The one story that everybody in the theater tells about Jerome Robbins has him angrily giving notes to his dancers (in either “West Side Story” or “Billion Dollar Baby”), while backing away and then falling into the orchestra pit. And no one says a word or makes a move to help him—either from fear of the furious figure or from pleasure at his comeuppance.
Robbins was notoriously difficult, a perfectionist who demanded everything of his performers and still more of himself. Deborah Jowitt’s major new biography tells of “the temper tantrums of a child” and language that could “skin the soul of a dancer.” Still, both women and men fell in love with him, and the world embraced his work.
Helen Gallagher said, “I would sell my soul to the devil to work with him.” Chita Rivera stated, “He’s responsible for so much of whatever there is that’s professional and good about me in the theater.” In Jerome Robbins Jowitt describes her subject as both alarmingly volatile and sometimes apparently murderous, yet also as an astonishingly sensitive genius who remade the American musical.
Jerome Wilson Rabinowitz was born on Oct. 11, 1918, to an immigrant Russian couple who lived in Weehawken, N. J. Harry and Lena were intent on their children’s education but were difficult parents. “I do think he’d stop breathing if he thought air cost money,” Robbins once wrote of his father—who also let the boy know that his conception had been an excuse to escape the draft.
Lena was equally formidable. At least once, and maybe more often, anger with her son led her to pretend to dial the phone and say: “Hello, is this the orphanage? Come and get my boy. I don’t want him anymore.” But when the son began to taste success and chose the name Robbins, they did also. And he cared for them, if somewhat guiltily, until the end of their lives.
After he spent an unsuccessful year at New York University, Robbins’s older sister helped him to join Gluck Sandor’s Dance Center in 1936. Sandor’s group performed modern dance, but he persuaded his young recruit to study ballet as well. The small, slender dancer had talent, which was honed further at Camp Tamiment in the Poconos and by work with directors like George Balanchine. His first big break came in 1941, when Agnes de Mille cast him in “Three Virgins and a Devil” for Ballet Theatre.
While working at Ballet Theatre, Robbins was recognized and praised by the great dance critic Edwin Denby, who remained a lifelong friend and supporter.

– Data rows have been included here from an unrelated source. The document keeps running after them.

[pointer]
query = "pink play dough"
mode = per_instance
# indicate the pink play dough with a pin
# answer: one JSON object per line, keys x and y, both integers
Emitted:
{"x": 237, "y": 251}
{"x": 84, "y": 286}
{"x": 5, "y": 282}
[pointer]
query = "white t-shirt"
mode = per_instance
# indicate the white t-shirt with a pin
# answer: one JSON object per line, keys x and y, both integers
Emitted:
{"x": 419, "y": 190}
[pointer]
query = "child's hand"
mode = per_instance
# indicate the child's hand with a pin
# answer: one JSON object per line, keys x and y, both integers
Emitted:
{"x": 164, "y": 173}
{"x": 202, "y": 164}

At age 24, Robbins created “Fancy Free,” with music by another rising star, Leonard Bernstein. The ballet opened in 1944 to more than 20 curtain calls—a runaway hit.
The triumphs that followed were many. Between 1944 and 1955 Robbins did a musical comedy and one or two ballets nearly every year. Expanding “Fancy Free” into the musical comedy “On the Town” (1944), Robbins reveled in collaborating with Bernstein, Smith, Betty Comden and Adolph Green and the veteran director George Abbott. He performed and choreographed for N.Y.C.B., and on Broadway his hits included “Call Me Madam,” “The King and I” and “Bells Are Ringing.”

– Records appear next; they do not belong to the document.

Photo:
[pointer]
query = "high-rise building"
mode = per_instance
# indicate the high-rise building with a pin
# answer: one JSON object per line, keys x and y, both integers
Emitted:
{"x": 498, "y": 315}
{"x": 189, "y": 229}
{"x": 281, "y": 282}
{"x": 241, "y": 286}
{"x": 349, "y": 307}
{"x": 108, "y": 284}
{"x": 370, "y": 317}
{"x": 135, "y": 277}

But a man of desperate insecurity, he led a tumultuous personal life, including multiple affairs with men and women. His life took a wretched turn when the House Committee on Un-American Activities called him on the stand in 1953 and he named names. This cost him many friends and opened an inner wound in Robbins that never healed.
Still, his talent was indomitable, and landmark successes followed: “West Side Story” in 1957, “Gypsy” in 1959, “Fiddler on the Roof” in 1964. In the late 1950’s he founded a company, Ballets: U.S.A., which had great success in Europe. In 1966 he created the American Theatre Laboratory. In 1969 Robbins returned to N.Y.C.B., where he made one of his greatest ballets, “Dances at a Gathering,” to piano music by Chopin.
Jowitt, who has been the principal dance critic for The Village Voice since 1967, traces Robbins’s last years with the same sympathetic care she brings to the rest of this exhaustively researched, painstakingly detailed biography. It is thrilling to read of his late successes and saddening to note the deaths of his parents, a variety of lovers and his invaluable assistant, Edith Weissman. (The one person who seems simply to disappear toward the end of the book is Tanny Le Clercq, whom Robbins probably loved longest and best through all his life.)
Jowitt does tend to pile on detail, but nevertheless excels in describing the ballets and in evoking Robbins’s style, with his fusion of music and dance, his eye for the whole, his magical use of space, his acute visual sense and theatricality, and his typically relaxed, American use of the neo-classical ballet vocabulary.
At the time of his death in 1998, Jerome Robbins was the greatest American-born choreographer in ballet. His cultural achievements and numerous honors, however, did little to assuage an anguish of self-loathing and insecurity. It is for each of us to measure the scope of that anguish. Balanchine once made a remark to Robbins that he treasured all his life: “We penetrate into that place of silence which everyone is terrified of.... It’s the place with no words & no names & no objects.”